« Il faut aller plus loin que les normes ! Les actions menées avec les associations ne suffisent pas. » C’est sans désespoir et, même, avec beaucoup d’énergie que Francine Maragliano, conseillère communautaire déléguée chargée de l’accessibilité et des PSH de la CA Evreux portes de Normandie, fait ce constat. Pourtant, l’interco est à la pointe en matière d’accessibilité des services publics des PSH. Evreux s’est ainsi placée sur la deuxième marche du podium des Access City Awards en 2019.
L’interco a donc décidé de travailler avec le Cerema pour comprendre pourquoi le respect des normes et obligations légales ne suffit pas. En complément d’un diagnostic par ses agents, le Cerema a proposé à l’agglo d’organiser des parcours commentés dans quelques rues de la ville. « C’est une méthode qualitative, plus que quantitative », indique Marion Torterotot, cheffe de projet « ville accessible à tous » au Cerema Normandie-Centre. Le principe consiste à se promener en compagnie d’une personne en situation de handicap pour qu’elle explique, en cheminant, les difficultés de mobilité rencontrées.
Indication des lieux
Sylvain Grille, non-voyant et président du comité Valentin Haüy, a ainsi tenté de rejoindre le théâtre depuis l’arrêt de bus le plus proche, en suivant les rails de guidage installés sur le parcours. Les complications sont vite arrivées. « Avec les pavés, on perd le guidage, il faudrait une surface lisse de chaque côté du rail », regrette-t-il. En effet, en balayant sa canne blanche de gauche à droite, il hésite et rate la signalisation sensorielle au sol pour l’avertir du passage pour piétons.

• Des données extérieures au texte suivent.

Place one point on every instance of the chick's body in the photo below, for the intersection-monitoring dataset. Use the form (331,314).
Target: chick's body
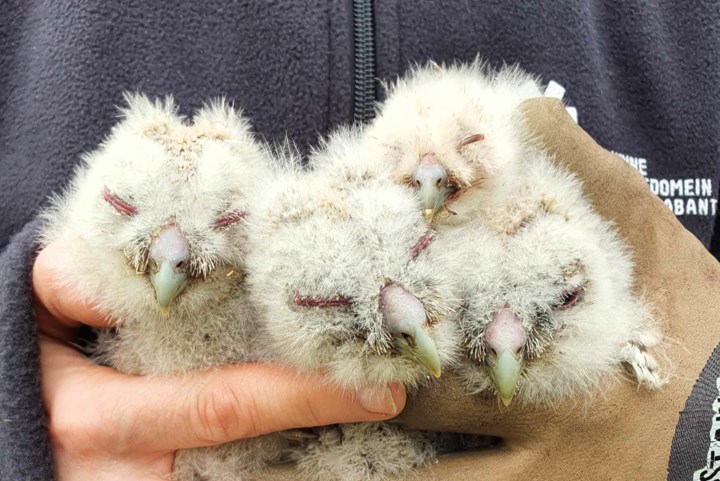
(338,269)
(550,314)
(155,218)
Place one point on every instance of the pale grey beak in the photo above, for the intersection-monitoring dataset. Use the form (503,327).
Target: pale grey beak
(431,180)
(505,338)
(406,319)
(169,255)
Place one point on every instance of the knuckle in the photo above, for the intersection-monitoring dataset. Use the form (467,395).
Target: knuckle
(74,433)
(223,413)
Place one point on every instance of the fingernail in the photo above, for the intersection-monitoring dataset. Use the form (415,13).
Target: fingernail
(378,400)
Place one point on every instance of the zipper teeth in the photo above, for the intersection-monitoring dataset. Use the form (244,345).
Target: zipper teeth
(364,83)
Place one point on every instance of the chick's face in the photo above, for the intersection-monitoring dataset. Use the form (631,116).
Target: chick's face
(447,131)
(161,208)
(552,320)
(347,286)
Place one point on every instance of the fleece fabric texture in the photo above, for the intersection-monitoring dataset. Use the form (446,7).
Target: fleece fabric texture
(642,77)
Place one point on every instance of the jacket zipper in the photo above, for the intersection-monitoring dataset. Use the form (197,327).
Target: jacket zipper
(364,61)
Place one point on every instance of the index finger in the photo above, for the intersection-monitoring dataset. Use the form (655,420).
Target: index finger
(60,308)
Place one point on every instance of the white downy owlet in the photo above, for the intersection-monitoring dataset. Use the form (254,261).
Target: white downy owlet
(156,217)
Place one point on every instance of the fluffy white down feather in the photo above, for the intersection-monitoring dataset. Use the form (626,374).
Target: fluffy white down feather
(170,171)
(434,108)
(546,241)
(322,235)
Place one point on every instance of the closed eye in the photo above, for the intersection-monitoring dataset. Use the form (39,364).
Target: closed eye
(229,219)
(314,301)
(422,244)
(568,299)
(470,139)
(118,204)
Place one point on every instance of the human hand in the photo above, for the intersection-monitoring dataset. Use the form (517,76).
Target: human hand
(106,425)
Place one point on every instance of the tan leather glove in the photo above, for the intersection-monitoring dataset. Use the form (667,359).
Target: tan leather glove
(627,434)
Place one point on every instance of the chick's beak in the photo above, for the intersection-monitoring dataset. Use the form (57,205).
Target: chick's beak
(505,338)
(431,180)
(405,318)
(169,253)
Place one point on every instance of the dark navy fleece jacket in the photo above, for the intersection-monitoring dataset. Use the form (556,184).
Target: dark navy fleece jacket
(642,76)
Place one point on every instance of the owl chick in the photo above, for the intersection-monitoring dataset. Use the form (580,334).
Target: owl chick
(451,133)
(549,312)
(156,217)
(339,272)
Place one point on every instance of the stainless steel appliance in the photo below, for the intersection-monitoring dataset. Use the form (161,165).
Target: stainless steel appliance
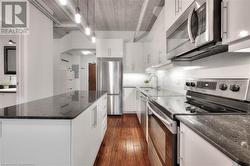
(109,78)
(197,33)
(143,95)
(203,97)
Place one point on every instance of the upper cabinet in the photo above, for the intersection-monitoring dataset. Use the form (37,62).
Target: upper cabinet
(235,22)
(134,60)
(109,48)
(174,9)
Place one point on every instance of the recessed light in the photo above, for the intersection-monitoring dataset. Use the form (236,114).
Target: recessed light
(12,42)
(86,52)
(243,33)
(63,2)
(87,31)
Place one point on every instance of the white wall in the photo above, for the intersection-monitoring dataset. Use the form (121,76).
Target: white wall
(225,65)
(125,35)
(84,70)
(36,58)
(4,41)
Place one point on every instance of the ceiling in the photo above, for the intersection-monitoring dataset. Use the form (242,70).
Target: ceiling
(109,15)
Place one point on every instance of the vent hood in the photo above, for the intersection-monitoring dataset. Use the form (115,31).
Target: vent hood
(201,52)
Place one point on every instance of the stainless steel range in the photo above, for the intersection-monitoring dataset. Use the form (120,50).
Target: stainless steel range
(203,97)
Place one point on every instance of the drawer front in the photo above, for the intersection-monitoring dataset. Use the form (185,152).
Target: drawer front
(153,157)
(163,141)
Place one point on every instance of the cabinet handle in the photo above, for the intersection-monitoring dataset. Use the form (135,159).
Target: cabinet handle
(181,145)
(224,19)
(176,7)
(180,3)
(1,129)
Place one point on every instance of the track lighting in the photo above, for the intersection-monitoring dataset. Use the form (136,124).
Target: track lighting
(87,31)
(63,2)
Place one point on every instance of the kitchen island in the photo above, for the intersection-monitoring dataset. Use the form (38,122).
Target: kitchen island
(230,134)
(61,130)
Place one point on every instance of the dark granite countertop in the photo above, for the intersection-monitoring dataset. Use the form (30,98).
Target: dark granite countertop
(152,92)
(228,133)
(63,106)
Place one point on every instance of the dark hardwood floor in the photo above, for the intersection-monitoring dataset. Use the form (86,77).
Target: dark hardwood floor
(124,143)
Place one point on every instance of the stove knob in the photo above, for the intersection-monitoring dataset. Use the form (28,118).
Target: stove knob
(192,84)
(223,86)
(188,83)
(235,88)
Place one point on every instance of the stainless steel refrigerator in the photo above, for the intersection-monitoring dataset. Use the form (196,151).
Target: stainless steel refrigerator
(109,78)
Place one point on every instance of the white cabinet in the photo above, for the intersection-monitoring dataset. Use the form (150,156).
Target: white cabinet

Arrivé devant le théâtre, il poursuit son trajet car rien, au sol, ne lui indique qu’il est à bon port. Pire, le rail de guidage passe bien devant l’entrée, mais les trois derniers mètres jusqu’à l’entrée ont été oubliés… Sylvain Grille se retrouve donc devant la médiathèque, en sachant qu’il a loupé son objectif, seulement parce qu’il connaît bien les environs.

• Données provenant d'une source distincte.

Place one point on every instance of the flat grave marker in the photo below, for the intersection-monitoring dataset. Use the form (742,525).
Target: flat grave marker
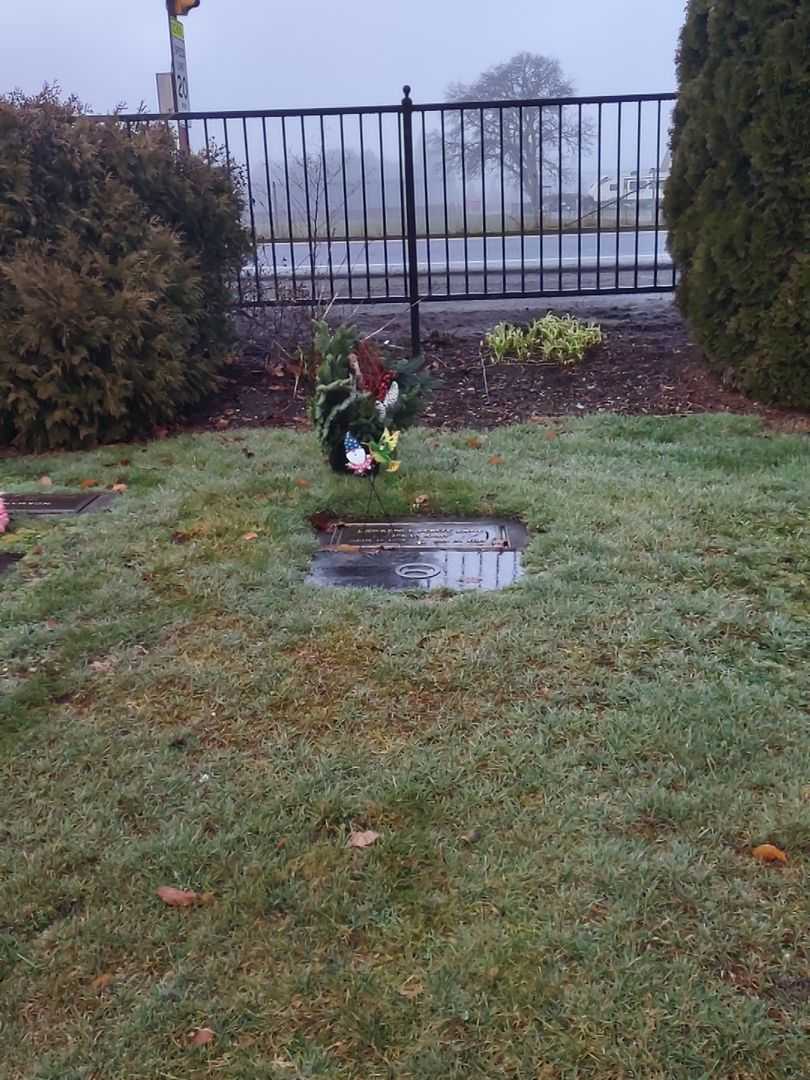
(456,555)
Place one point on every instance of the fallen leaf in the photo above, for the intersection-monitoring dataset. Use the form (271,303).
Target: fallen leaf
(412,988)
(177,898)
(769,853)
(103,665)
(363,839)
(202,1037)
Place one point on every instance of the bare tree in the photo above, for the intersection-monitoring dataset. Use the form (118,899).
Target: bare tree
(528,138)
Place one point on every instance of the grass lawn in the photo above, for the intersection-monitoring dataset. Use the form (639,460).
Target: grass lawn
(567,777)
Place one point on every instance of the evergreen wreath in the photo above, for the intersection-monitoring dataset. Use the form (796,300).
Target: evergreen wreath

« La réglementation ne parle pas des problèmes d’indication des lieux sur le parcours », pointe Jean-Yves Fosse, chargé d’études « accessibilité et performance du bâtiment » au Cerema Normandie-Centre. Pour Francine Maragliano, il faudra trouver une solution, même si la loi ne l’impose pas.
« On peut toujours mieux faire ; un aménagement qui respecte tous les points légaux peut encore être ajusté, nuance Marion Torterotot. Il faut penser l’accessibilité sur la durée et pas seulement à la livraison d’un ouvrage. » La volonté esthétique d’une ville doit aussi être prise en compte, même si cela impose des compromis.
D’autant que chaque PSH compense son handicap à sa manière. Un non-voyant qui suit le rail sans le quitter rencontrera moins de difficultés avec les pavés que Sylvain Grille qui préfère balayer de gauche à droite le sol devant lui. « De toute façon, reconnaît celui-ci, lorsque l’on découvre un lieu, on a besoin d’être accompagné et d’avoir du temps pour apprendre à se repérer dans l’espace. »
Bruit de fontaine
Ainsi, pour savoir où est l’entrée de la mairie, il sait que la fontaine sur la place lui permet de trouver facilement les marches d’accès. « Je sais que je suis près, mais je n’entends pas la fontaine ! » dit-il quelques minutes plus tard. Effectivement, elle est arrêtée pour maintenance, ce qu’aucun des voyants participant au parcours n’a noté.
Elle sera remise en service un quart d’heure après, trop tard pour que cela aide Sylvain Grille. Il est déjà quelques rues plus loin, à expliquer que les nouvelles terrasses des cafés et restaurants, créées après le Covid, ont parfois caché les rails sur le trottoir.